У нее был злой и нездоровый вид. Все, начиная с помощника режиссера и кончая бутафором, смотрели на актрису выжидающе.

– Ну, не удивительный ли он человек! – хрипло пробормотала она.

– Гораздо, гораздо лучше, – заметил маленький человек.

Он приказал включить свет и камеру.

– Ну, не удивительный ли он человек! – повторила Фэй.

Седоусый мужчина улыбнулся и снова кивнул, потом взял ее за руку, и уже оба они заулыбались, глядя друг другу в глаза.

– Стоп!

Улыбка на лицах сменилась усталостью. Свет погас. Режиссер объявил, что теперь будет сниматься семьдесят седьмой эпизод.

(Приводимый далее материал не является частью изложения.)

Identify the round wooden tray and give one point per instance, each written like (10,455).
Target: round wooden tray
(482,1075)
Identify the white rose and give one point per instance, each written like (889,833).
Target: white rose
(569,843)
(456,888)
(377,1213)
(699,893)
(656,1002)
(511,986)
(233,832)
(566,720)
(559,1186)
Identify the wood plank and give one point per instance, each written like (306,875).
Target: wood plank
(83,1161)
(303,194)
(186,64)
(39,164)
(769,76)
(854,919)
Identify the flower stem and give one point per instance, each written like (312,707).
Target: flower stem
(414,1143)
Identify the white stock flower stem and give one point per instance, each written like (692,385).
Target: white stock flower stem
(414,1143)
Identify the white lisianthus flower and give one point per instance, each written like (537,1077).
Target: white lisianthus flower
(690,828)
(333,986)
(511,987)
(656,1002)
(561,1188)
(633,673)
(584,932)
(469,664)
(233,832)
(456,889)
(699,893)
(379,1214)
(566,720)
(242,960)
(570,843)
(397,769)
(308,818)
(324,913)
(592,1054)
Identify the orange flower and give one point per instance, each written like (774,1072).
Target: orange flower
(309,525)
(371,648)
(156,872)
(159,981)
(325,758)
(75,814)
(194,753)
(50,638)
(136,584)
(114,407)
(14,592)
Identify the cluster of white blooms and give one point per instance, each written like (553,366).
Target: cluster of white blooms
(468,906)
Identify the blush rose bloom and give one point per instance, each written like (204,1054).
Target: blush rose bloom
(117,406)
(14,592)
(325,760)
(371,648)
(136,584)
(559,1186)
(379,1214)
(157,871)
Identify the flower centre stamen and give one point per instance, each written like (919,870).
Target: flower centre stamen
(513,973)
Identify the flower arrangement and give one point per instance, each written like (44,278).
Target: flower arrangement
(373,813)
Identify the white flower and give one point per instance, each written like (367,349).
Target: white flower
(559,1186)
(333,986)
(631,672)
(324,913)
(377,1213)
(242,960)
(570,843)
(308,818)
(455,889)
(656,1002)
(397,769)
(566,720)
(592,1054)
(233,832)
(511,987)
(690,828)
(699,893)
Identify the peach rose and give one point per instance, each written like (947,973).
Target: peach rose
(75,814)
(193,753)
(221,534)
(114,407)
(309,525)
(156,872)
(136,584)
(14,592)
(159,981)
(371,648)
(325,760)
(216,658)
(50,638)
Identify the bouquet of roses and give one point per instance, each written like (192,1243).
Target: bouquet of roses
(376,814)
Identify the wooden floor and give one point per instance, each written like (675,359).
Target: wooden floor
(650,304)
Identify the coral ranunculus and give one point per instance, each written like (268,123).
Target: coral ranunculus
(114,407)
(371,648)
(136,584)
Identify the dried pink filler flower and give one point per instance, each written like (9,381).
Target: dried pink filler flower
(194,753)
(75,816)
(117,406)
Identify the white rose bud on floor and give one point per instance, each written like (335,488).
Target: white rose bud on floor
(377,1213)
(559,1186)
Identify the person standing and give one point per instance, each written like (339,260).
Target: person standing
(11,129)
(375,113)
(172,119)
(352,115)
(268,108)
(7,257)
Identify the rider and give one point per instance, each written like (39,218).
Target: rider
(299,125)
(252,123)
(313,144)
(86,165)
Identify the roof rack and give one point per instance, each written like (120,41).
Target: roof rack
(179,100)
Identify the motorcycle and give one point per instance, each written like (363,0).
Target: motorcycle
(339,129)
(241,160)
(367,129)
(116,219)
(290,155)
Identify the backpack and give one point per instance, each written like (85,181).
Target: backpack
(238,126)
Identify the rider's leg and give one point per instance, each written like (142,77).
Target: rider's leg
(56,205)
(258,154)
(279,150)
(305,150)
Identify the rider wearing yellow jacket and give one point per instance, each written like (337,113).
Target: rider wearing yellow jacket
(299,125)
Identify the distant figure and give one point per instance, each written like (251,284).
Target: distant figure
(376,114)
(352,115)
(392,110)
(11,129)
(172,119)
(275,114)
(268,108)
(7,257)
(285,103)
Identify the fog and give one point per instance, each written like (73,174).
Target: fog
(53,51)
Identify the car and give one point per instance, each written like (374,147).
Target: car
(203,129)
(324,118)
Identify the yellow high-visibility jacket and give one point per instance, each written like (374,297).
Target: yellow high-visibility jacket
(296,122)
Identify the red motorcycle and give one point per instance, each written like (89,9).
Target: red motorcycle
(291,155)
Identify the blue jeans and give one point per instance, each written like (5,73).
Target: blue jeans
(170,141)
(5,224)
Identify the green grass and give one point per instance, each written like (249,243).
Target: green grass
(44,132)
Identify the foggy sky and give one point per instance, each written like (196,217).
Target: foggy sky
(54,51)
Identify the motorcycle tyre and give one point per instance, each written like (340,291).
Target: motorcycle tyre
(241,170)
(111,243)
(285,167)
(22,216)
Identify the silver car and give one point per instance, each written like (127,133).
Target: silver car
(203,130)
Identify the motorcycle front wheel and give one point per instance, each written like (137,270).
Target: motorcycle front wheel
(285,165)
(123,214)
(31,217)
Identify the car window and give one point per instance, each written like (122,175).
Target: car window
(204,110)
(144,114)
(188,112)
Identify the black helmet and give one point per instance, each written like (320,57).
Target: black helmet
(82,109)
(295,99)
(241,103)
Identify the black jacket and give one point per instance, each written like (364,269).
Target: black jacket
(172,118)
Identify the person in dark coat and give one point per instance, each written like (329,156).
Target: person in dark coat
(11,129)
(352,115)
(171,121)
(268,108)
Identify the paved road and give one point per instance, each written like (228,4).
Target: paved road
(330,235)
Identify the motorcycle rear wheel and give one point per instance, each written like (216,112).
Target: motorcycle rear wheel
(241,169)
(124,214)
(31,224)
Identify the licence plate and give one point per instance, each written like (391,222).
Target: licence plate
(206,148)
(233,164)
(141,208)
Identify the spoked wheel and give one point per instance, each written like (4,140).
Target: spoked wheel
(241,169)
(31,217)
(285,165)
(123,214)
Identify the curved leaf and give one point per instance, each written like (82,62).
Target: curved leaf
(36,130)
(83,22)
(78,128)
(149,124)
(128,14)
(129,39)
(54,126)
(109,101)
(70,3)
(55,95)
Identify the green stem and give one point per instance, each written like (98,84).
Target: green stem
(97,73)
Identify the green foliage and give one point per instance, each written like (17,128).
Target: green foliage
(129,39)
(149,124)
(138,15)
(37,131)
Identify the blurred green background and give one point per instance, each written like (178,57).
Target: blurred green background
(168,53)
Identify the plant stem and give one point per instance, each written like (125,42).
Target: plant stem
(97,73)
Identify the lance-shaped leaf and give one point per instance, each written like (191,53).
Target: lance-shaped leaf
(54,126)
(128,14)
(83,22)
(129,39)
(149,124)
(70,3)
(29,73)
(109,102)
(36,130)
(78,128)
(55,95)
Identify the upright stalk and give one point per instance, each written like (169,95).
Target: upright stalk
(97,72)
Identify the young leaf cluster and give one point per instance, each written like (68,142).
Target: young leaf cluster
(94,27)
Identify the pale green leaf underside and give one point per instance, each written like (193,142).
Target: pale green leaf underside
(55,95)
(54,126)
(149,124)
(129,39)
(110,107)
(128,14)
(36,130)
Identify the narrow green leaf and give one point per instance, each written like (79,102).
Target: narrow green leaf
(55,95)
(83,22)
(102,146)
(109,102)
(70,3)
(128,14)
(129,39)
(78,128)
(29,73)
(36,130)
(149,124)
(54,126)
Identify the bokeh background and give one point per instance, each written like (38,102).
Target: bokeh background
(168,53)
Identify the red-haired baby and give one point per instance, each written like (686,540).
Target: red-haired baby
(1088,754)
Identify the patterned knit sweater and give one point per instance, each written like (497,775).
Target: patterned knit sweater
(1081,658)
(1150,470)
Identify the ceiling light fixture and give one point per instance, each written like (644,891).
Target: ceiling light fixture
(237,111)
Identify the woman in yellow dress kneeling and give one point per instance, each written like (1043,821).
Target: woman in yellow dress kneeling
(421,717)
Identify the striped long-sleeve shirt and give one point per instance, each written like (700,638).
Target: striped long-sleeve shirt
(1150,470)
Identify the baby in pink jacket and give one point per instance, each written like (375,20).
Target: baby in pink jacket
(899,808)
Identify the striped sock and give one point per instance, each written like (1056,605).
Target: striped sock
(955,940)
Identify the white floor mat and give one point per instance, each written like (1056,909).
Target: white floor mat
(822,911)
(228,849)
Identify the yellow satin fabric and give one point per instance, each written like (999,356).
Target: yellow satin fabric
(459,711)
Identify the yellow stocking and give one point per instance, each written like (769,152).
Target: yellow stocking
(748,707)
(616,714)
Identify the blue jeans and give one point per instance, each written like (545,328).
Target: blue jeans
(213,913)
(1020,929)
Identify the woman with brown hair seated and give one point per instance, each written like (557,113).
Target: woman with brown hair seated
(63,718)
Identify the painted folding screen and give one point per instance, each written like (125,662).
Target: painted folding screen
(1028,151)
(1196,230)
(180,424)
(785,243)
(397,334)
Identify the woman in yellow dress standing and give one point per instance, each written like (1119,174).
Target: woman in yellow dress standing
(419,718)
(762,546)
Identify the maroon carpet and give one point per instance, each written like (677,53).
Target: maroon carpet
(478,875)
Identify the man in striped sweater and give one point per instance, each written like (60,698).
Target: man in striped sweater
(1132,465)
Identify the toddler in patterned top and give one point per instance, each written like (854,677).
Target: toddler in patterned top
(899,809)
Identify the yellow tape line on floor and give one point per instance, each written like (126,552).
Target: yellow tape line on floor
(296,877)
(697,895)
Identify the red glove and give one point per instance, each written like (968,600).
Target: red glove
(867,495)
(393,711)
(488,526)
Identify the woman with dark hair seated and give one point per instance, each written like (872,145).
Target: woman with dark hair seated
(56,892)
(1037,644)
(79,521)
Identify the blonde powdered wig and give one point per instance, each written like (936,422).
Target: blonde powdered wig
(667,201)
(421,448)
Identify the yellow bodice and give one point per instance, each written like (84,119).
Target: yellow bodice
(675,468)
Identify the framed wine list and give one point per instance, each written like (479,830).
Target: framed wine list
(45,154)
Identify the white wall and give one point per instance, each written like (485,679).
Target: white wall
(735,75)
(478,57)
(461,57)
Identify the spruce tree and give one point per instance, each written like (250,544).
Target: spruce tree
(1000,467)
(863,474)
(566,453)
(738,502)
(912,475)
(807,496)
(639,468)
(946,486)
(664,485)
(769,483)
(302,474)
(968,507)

– Можешь идти, Фэй. Завтра в восемь. И постарайся хорошенько выспаться, дорогая, – как-то недоброжелательно добавил он.

Она не ответила. Новая группа актеров начала занимать места на сцене, камера двинулась к ним, Фэй поднялась и зашагала по центральному проходу. Вслед за ней, из мрачного, похожего на схему здания, я вышел к солнцу.

Она двигалась, медленно, словно наобум, без цели. Безвкусная одежда – темная шляпка с траурной вуалью и прямое черное платье – делала ее крупную красивую фигуру нескладной. То ли от солнца, светившего мне в глаза, то ли от врожденного романтизма у меня возникло чувство, что все зловещее, витавшее в воздухе студии, сконцентрировалось, подобно лишенному запаха газу, в этой черной фигуре, одиноко бредущей по бутафорской улице.